Three years into the pandemic, COVID-19 is still going strong, causing wave after wave as cases rise, fall, then rise again. But last fall there was something new – or rather something old: the return of the flu. In addition, the respiratory syncytial virus (RSV) – a virus that doesn’t make much headlines in normal years – ignited in its own wave, causing a ‘tripleemia’.
The spikes in these old foes were especially striking as flu and RSV all but disappeared during the first two winters of the pandemic. Even more surprising is that some version of the flu may have died out during the early COVID pandemic. The World Health Organization’s surveillance program has not definitively detected the B/Yamagata flu strain as of March 2020. “I don’t think anyone is going to stick their neck out and say it’s gone already,” said Richard Webby, a virologist at St. Jude Children’s Research Hospital in Memphis. But, he adds, “we hope it’s squeezed out.” Such an extinction would be a super rare occurrence, Webby says.
But yes, the past few years have been highly unusual times for human-virus relationships, and lockdowns and masks have greatly contributed to keeping flu and RSV from entering human nostrils.
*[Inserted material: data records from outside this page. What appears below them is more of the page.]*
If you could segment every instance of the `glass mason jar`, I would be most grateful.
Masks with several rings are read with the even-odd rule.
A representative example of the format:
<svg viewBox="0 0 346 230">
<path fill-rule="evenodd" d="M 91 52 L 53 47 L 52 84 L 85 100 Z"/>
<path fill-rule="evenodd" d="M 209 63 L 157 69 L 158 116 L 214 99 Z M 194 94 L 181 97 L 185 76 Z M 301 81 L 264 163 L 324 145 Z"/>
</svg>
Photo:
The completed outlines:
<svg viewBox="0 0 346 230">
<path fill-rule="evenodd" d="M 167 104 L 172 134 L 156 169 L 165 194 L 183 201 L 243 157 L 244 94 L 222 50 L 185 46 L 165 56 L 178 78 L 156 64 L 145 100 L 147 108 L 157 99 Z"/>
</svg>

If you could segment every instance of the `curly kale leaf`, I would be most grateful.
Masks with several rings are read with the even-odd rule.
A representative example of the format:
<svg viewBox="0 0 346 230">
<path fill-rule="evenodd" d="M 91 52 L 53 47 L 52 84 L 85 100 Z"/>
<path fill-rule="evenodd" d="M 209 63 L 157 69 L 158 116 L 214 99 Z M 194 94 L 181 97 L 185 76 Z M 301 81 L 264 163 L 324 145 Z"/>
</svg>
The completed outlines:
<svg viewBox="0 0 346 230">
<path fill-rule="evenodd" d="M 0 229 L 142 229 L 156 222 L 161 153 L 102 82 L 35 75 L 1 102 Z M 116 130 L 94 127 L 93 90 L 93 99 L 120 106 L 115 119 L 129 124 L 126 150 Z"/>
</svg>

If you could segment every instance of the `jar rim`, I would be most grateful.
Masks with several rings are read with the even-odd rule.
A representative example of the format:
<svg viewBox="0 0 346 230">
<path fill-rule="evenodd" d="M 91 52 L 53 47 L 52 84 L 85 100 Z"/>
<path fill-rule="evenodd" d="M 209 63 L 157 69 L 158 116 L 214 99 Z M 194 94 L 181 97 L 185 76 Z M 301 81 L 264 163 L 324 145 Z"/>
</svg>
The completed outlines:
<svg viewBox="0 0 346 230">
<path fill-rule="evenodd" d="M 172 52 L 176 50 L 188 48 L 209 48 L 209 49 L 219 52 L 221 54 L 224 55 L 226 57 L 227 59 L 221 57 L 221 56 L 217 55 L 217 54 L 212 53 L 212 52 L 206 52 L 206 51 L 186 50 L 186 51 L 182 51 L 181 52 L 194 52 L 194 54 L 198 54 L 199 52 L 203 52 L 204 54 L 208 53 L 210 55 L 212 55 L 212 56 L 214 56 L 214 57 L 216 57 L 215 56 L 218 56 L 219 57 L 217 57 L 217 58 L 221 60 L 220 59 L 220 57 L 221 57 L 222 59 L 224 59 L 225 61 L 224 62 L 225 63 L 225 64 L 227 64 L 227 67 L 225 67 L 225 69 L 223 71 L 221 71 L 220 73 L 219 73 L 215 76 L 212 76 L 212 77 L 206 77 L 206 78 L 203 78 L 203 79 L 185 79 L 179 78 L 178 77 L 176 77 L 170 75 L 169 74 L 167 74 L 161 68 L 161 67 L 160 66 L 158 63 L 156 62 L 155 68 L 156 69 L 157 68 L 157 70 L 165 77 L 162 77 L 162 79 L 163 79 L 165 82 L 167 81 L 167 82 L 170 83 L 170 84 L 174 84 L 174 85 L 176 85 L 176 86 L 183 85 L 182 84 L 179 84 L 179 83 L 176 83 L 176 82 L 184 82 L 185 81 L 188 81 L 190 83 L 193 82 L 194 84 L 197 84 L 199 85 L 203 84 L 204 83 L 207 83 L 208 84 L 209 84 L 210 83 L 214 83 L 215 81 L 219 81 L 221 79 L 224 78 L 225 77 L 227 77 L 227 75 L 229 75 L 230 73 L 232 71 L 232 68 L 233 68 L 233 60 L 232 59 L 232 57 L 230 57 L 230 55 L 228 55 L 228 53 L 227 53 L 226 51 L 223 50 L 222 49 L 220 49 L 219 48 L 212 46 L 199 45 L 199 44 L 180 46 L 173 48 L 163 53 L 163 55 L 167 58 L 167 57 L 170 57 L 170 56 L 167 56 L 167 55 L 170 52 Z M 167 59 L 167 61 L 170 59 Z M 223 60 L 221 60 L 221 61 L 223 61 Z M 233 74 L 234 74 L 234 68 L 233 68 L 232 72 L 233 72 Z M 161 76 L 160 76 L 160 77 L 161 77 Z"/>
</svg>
Still, Webby thinks another factor has kept them at bay as COVID raged. It’s called viral interference and it simply means that the presence of one virus can block the other.
Viral interference can occur in individual cells in the lab, and in individual animals and humans exposed to multiple viruses, but it can also occur in entire populations, if enough people get one virus to massively hinder the flowering of others. This results in waves of infections by individual viruses that dominate in turn. “Looking back over the past few years, I’m very confident that COVID can definitely block flu and RSV,” says Webby.
It wouldn’t be the first time scientists have observed such patterns. In 2009, the virus to be afraid of was swine flu, for example, which had jumped from pigs to humans in the spring of that year. It seemed that it would increase in the fall, but suddenly it stagnated in some parts of Europe. The rhinovirus, responsible for the common cold and likely spread by children going back to school, took center stage for several weeks before swine flu took hold. That flu strain then delayed the typical fall rise in RSV by as much as two and a half months.
There are a number of ways that interference can occur in the body. One occurs when two viruses use the same molecule to access host cells. If virus A gets there first and grabs onto all those molecular doorknobs, then virus B is out of luck.
Another kind of interference can occur when two viruses compete for the same resources in the cell, such as the machinery to make new viral proteins or the means to escape from that cell to infect others. “Think of it as a race between two viruses,” says Webby.
But the best-understood method of interference involves a defense molecule called interferon that’s made by cells of all backbone animals (and possibly some invertebrates, too). Indeed, viral interference is why interferon got its name in the beginning. When a cell senses a virus, any virus, it starts making interferon. And that, in turn, activates a whole host of defensive genes. Some of the products of those genes act inside the cell or at its boundaries, where they prevent additional viruses from entering the cell and prevent viruses already present from replicating or leaving the cell.
Cells secrete interferon into their environment, warning other cells to be wary. The result of all this: if a second virus shows up, cells have already activated their defenses and may be able to shut it out.